Again, let me illustrate this point by drawing on my empirical observations in the city of Cottbus, Germany (Nettelbladt, 2025). Tracing the negotiation of counterstrategies against the far right in Cottbus revealed just how central such contestation over the state is: far-right initiatives do not leave municipal institutions unscathed, and alliances across civil society, private actors, and state actors must be renegotiated in response. I found how traditional coalitions between progressive civil society groups and municipal government can weaken under far-right pressure, but also how new partnerships emerge as progressive activists shift from outright resistance to cautious collaboration with the state. Counterstrategies are not simply defensive reactions to the far right; they must themselves engage with, and reconfigure, the terrain of the state. Grasping the far right as embedded into the local states and institutional networks of urban neighbourhoods avoids underestimating its capacity for normalisation – and consequently, for institutionalisation and alliance-building across sectors.

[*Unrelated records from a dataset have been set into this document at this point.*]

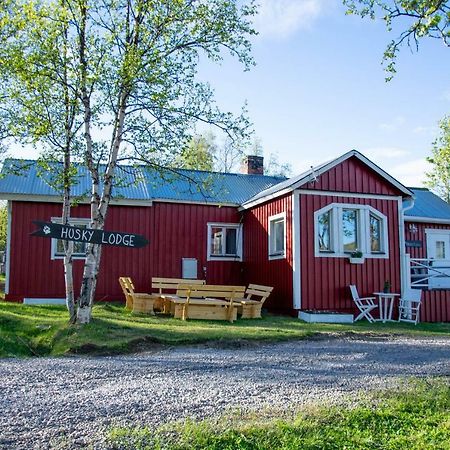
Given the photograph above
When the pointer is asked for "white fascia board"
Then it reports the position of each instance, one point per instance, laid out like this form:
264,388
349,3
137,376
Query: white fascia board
427,220
325,168
56,199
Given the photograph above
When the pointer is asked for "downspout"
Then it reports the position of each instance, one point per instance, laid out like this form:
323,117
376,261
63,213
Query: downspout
404,205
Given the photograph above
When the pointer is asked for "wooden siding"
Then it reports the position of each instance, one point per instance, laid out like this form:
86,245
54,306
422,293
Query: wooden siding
436,302
174,231
354,176
257,267
325,281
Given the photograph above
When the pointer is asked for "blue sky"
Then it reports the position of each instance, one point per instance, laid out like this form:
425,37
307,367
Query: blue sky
319,89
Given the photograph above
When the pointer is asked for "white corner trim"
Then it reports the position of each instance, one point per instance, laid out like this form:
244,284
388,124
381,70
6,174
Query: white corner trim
8,246
296,252
239,237
269,236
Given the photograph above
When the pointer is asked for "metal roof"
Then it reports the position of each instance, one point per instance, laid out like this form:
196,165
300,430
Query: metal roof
26,177
428,205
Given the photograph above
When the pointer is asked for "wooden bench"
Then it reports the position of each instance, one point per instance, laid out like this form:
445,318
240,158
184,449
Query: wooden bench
139,302
255,296
166,289
208,302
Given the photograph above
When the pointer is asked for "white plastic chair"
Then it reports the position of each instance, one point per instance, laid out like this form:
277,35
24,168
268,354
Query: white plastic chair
364,304
409,309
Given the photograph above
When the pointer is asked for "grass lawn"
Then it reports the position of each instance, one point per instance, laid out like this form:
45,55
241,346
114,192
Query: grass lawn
43,330
415,417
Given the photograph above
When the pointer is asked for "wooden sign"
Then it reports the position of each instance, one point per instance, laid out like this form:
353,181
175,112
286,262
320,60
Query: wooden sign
88,235
413,244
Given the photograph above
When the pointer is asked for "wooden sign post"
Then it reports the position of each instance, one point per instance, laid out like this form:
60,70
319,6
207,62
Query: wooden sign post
88,235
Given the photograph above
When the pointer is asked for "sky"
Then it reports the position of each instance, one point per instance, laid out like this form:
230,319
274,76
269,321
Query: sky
318,89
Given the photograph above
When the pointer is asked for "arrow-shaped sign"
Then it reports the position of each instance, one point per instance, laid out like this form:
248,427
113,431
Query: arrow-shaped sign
88,235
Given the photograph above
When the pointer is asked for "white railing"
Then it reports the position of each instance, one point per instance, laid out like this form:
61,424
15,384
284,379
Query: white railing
428,273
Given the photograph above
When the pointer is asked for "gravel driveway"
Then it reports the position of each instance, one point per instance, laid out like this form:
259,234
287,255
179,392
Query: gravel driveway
69,402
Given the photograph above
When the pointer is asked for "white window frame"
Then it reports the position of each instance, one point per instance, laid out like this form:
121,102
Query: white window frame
238,228
272,237
363,230
73,221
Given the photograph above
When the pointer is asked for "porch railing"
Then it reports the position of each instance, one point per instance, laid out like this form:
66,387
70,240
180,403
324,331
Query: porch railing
428,273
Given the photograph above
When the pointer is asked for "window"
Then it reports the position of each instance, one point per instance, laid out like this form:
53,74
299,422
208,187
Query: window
224,241
277,236
79,248
341,229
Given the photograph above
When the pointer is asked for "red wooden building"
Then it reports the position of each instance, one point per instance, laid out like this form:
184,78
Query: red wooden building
295,234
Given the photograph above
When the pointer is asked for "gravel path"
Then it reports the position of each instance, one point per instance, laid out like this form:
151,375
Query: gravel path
70,402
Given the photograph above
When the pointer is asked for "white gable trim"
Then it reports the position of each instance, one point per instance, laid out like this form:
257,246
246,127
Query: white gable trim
325,168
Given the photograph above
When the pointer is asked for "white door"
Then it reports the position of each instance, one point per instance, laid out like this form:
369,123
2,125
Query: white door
438,249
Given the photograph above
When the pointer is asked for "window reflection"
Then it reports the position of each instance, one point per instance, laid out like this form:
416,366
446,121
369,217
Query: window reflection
350,229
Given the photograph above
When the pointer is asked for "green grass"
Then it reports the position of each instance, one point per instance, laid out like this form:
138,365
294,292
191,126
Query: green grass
415,417
44,330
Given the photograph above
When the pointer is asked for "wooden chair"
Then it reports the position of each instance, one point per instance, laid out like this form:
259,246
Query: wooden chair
409,308
166,288
137,301
201,302
364,304
255,296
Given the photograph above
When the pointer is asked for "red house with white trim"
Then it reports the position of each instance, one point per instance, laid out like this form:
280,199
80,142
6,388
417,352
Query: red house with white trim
295,234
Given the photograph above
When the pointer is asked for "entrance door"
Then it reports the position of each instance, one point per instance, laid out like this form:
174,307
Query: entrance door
438,249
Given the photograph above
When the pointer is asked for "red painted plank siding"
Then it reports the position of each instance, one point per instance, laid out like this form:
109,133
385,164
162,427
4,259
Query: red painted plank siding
174,231
325,281
353,175
258,268
436,302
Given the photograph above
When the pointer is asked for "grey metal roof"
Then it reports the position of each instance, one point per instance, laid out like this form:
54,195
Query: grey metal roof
26,177
428,205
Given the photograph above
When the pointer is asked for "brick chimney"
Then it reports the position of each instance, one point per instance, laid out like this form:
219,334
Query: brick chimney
253,165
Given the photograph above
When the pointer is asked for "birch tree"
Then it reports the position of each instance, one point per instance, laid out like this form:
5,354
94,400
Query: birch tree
134,69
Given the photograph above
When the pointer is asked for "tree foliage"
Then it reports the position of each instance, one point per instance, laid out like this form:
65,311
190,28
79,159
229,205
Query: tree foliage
438,178
104,81
199,153
416,19
3,226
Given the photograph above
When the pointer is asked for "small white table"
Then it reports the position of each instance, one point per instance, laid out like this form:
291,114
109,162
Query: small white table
385,305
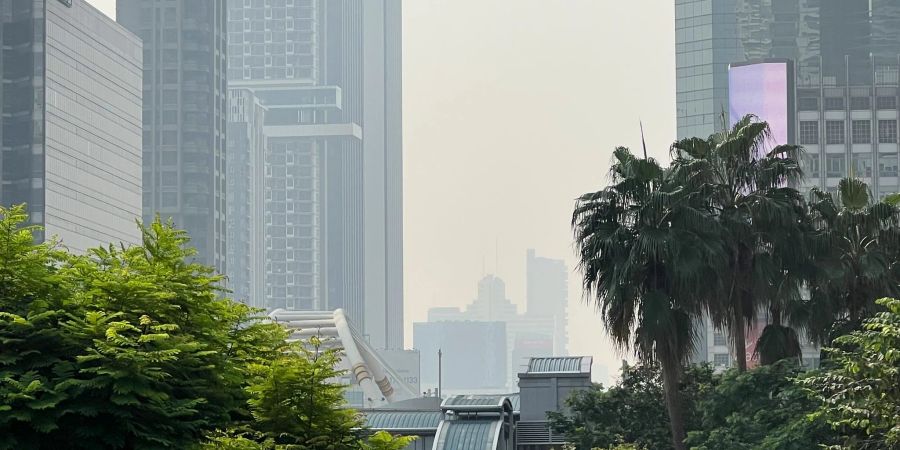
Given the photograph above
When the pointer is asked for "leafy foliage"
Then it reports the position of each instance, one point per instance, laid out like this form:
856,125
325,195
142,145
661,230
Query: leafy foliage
631,412
763,408
860,265
296,400
760,222
647,259
860,393
121,347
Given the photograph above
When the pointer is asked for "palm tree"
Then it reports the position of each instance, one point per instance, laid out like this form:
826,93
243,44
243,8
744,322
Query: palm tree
647,260
747,189
861,266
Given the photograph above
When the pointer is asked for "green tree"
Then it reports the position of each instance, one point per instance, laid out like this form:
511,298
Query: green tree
298,400
648,258
761,409
860,392
633,411
862,240
121,347
747,188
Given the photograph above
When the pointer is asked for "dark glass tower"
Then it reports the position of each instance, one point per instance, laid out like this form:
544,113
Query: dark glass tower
184,116
328,72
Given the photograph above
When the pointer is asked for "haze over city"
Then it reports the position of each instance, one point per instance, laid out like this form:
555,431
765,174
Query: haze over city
449,224
506,122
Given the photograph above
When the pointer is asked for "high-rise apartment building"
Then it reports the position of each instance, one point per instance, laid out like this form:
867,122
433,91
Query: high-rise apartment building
547,295
71,121
184,119
840,87
246,190
328,71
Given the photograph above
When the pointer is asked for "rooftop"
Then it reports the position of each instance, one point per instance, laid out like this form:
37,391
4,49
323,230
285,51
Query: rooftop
403,420
468,435
560,364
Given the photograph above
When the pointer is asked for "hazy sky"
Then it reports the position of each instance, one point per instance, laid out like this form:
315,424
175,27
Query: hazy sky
511,110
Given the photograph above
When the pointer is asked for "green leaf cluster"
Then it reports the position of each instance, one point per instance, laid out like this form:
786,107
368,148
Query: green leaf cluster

Finally, and in line with Santamarina and Ince's outlook on the need for urban studies to also engage more thoroughly with anti-fascism , this perspective opens an analytical space for understanding counterstrategies not merely as protest or denunciation, but as strategic engagement with the underlying long-term structures of power. Challenging this fringe/centre dichotomy opens a more dialectical perspective, one in which the state is never a passive backdrop, but an arena that is contested, defended and reconfigured, a process in which the far right is neither purely external nor marginal but deeply enmeshed.
In this short piece, I have argued that to focus on the neighbourhood scale as a space of experience, mobilisation, socialisation, and the production of political subjectivity, as Santamarina and Ince (2026: 80) so decisively propose, also requires attention to processes of normalisation. Political norms are often formed, reinforced, or contested within neighbourhood spaces, shaping how political subjectivities are both produced and constrained. These processes of normalisation are not isolated, but deeply entangled with broader regional, national, and international dynamics highlighting, as the authors note, how the neighbourhood is never just local, but always operating within and through larger scales of power. I believe that the research agenda fledged out by Santamarina and Ince is a timely and much needed political and scholarly intervention. My heartfelt thanks to them, as well as to Elvin Wyly, for the opportunity to engage in dialogue with them.